Process development for the production of mesenchymal stromal cell-derived extracellular vesicles in conventional 2D systems

In recent years, the importance of extracellular vesicles (EVs) derived from mesenchymal stromal cells (MSCs) has increased significantly. For their widespread use, a standardized EV manufacturing is needed which often includes conventional, static 2D systems. For these system critical process parameters need to be determined. We studied the impact of process parameters on MSC proliferation, MSC-derived particle production including EVs, EV- and MSC-specific marker expression, and particle functionality in a HaCaT cell migration assay. We found that cell culture growth surface and media affected MSCs and their secretory behavior. Interestingly, the materials that promoted MSC proliferation did not necessarily result in the most functional MSC-derived particles. In addition, we found that MSCs seeded at 4 × 103 cells cm−2 produced particles with improved functional properties compared to higher seeding densities. MSCs in a highly proliferative state did not produce the most particles, although these particles were significantly more effective in promoting HaCaT cell migration.
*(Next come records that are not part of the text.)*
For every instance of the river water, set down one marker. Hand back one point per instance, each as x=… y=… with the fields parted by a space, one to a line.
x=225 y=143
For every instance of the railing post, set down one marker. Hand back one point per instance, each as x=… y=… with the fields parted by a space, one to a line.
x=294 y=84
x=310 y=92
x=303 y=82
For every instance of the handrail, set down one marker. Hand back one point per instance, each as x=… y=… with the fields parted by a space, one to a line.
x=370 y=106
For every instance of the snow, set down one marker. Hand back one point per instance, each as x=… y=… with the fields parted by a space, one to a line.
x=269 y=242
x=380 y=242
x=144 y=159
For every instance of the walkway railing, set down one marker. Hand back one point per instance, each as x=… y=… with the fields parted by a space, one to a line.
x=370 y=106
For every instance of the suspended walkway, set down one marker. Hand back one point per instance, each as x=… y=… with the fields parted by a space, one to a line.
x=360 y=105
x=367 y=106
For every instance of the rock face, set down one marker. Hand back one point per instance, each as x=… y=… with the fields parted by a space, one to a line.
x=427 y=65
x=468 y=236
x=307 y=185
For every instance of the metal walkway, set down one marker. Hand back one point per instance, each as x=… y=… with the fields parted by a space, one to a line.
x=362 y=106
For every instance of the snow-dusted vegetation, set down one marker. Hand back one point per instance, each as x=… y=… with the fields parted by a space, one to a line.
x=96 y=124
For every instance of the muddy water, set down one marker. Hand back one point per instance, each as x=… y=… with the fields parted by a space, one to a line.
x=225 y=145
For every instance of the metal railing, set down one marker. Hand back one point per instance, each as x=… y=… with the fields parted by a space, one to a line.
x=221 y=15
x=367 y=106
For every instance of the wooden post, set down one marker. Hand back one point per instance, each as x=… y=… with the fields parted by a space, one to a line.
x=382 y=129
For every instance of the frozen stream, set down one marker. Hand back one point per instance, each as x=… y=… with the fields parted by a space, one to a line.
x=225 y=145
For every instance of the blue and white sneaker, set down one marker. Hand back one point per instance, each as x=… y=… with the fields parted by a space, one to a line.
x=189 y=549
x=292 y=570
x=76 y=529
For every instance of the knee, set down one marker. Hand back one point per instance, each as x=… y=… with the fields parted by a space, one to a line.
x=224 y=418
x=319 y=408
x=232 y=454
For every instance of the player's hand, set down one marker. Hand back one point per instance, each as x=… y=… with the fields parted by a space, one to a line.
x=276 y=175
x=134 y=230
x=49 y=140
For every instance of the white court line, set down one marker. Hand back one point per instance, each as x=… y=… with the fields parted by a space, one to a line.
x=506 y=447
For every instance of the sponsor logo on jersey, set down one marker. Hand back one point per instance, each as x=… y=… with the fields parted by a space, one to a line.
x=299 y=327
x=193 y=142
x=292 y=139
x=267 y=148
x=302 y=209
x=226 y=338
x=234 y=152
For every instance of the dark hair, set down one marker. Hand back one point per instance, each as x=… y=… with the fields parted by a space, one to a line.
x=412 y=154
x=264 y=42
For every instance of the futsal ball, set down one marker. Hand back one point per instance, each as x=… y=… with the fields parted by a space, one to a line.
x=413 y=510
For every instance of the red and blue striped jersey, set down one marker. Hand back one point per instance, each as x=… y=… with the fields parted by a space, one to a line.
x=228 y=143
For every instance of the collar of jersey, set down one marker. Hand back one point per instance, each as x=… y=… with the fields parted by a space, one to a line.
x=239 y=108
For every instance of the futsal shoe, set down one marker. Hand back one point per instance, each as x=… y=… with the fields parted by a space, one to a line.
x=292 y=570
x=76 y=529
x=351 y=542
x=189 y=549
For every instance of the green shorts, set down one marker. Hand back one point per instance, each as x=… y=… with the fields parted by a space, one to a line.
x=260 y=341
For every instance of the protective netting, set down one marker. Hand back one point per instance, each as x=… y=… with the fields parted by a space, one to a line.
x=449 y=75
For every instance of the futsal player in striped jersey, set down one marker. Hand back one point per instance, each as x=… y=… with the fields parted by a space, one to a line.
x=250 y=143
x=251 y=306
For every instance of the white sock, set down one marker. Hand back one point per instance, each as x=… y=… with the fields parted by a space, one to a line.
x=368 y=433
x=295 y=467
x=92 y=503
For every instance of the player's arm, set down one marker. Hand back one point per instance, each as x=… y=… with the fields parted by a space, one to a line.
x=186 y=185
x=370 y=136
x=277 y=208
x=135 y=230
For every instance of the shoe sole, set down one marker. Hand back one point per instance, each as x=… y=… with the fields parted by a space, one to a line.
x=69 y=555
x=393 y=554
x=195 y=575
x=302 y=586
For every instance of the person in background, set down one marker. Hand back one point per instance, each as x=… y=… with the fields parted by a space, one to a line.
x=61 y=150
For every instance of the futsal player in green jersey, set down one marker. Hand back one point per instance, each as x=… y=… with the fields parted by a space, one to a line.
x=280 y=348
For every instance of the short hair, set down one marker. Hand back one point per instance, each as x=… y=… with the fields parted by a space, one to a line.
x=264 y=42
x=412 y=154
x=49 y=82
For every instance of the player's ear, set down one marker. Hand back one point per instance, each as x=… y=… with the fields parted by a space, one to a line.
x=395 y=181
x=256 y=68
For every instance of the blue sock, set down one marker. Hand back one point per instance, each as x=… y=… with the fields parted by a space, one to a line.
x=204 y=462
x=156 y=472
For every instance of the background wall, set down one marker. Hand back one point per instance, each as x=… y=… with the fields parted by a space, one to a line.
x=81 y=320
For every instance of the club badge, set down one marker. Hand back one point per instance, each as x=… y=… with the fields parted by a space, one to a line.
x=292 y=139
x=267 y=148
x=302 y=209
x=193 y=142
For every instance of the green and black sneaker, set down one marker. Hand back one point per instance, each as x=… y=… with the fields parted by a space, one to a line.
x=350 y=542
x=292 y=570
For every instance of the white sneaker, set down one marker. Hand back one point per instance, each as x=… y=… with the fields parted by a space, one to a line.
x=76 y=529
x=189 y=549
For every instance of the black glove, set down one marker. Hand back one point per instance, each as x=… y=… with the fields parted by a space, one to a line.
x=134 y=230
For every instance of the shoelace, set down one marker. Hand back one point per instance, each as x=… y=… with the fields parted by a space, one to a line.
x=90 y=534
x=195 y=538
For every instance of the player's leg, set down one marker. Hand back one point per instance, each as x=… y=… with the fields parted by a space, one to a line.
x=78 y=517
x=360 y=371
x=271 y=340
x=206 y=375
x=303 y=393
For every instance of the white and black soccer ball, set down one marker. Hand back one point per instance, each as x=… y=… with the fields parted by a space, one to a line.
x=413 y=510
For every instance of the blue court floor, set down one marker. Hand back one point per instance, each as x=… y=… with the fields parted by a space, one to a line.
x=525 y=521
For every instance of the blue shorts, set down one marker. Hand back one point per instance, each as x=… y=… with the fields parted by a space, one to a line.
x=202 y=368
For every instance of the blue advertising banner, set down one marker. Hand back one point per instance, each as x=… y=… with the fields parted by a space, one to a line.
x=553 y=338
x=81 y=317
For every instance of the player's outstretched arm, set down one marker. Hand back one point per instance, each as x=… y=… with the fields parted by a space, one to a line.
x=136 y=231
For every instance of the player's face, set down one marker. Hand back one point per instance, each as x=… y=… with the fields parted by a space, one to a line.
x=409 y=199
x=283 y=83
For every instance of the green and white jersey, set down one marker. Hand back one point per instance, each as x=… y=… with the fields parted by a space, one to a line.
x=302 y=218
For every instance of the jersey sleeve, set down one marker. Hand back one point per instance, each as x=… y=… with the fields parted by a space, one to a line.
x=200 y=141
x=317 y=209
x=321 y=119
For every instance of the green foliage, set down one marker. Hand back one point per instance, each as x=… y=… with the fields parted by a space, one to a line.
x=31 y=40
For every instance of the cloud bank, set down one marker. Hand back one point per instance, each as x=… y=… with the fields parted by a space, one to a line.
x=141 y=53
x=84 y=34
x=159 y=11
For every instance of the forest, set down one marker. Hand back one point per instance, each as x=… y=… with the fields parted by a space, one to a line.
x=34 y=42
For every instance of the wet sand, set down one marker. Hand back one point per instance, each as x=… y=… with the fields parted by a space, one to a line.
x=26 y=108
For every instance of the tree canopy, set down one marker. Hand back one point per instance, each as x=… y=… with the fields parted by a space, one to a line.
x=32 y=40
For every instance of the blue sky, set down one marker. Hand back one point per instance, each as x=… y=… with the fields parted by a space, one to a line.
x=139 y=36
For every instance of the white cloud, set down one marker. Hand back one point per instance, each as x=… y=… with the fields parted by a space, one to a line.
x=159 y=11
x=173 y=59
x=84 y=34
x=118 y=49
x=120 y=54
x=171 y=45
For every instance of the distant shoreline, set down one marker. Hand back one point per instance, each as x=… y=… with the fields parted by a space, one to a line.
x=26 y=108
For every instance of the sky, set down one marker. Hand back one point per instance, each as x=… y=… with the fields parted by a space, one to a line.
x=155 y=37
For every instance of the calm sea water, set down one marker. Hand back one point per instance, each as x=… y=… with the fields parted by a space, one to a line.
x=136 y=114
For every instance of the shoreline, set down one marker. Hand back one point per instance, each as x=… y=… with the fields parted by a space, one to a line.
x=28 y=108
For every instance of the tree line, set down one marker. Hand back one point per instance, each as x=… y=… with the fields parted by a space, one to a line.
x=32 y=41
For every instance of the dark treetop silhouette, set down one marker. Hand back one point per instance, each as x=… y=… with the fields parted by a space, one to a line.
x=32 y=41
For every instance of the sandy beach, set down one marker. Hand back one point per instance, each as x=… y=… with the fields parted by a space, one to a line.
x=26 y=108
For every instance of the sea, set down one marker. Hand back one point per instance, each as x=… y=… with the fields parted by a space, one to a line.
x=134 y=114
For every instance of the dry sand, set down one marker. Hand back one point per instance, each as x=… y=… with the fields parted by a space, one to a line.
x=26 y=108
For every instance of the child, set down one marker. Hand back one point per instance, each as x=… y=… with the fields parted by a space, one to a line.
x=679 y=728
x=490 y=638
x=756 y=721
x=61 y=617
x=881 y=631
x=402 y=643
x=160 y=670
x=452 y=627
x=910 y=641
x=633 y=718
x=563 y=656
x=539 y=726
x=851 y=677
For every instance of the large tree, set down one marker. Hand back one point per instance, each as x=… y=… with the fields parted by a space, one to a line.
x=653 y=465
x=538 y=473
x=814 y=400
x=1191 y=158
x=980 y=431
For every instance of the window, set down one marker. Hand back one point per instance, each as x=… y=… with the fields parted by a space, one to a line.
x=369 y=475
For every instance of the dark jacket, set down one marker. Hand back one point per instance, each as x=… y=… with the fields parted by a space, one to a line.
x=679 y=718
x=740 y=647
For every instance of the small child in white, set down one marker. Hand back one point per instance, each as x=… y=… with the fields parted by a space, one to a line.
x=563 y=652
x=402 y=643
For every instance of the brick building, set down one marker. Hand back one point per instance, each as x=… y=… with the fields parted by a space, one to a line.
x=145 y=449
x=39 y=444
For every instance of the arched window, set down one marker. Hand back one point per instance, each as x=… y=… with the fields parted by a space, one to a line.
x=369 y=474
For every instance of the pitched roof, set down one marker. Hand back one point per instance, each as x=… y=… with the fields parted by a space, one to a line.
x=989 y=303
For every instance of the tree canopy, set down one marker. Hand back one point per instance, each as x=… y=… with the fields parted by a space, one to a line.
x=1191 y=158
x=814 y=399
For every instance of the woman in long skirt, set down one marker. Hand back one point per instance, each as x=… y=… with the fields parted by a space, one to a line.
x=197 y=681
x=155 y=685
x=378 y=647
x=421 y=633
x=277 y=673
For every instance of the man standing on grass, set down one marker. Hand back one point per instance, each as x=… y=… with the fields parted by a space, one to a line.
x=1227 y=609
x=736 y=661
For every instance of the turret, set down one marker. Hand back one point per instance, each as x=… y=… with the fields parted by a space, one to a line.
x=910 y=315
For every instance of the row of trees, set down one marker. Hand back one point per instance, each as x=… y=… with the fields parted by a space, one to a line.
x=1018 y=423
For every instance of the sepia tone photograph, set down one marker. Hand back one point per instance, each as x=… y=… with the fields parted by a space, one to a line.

The same correlation was found when investigating the cultivation temperature. A physiological temperature of 37°C was not optimal for particle yield, although it resulted in the most functional particles. We observed a proliferation-associated particle production and found potential correlations between particle production and glucose consumption, enabling the estimation of final particle yields. Our findings suggest that parameters, which must be defined prior to each individual cultivation and do not require complex and expensive equipment, can significantly increase MSC-derived particle production including EVs. Integrating these parameters into a standardized EV process development paves the way for robust and efficient EV manufacturing for early clinical phases.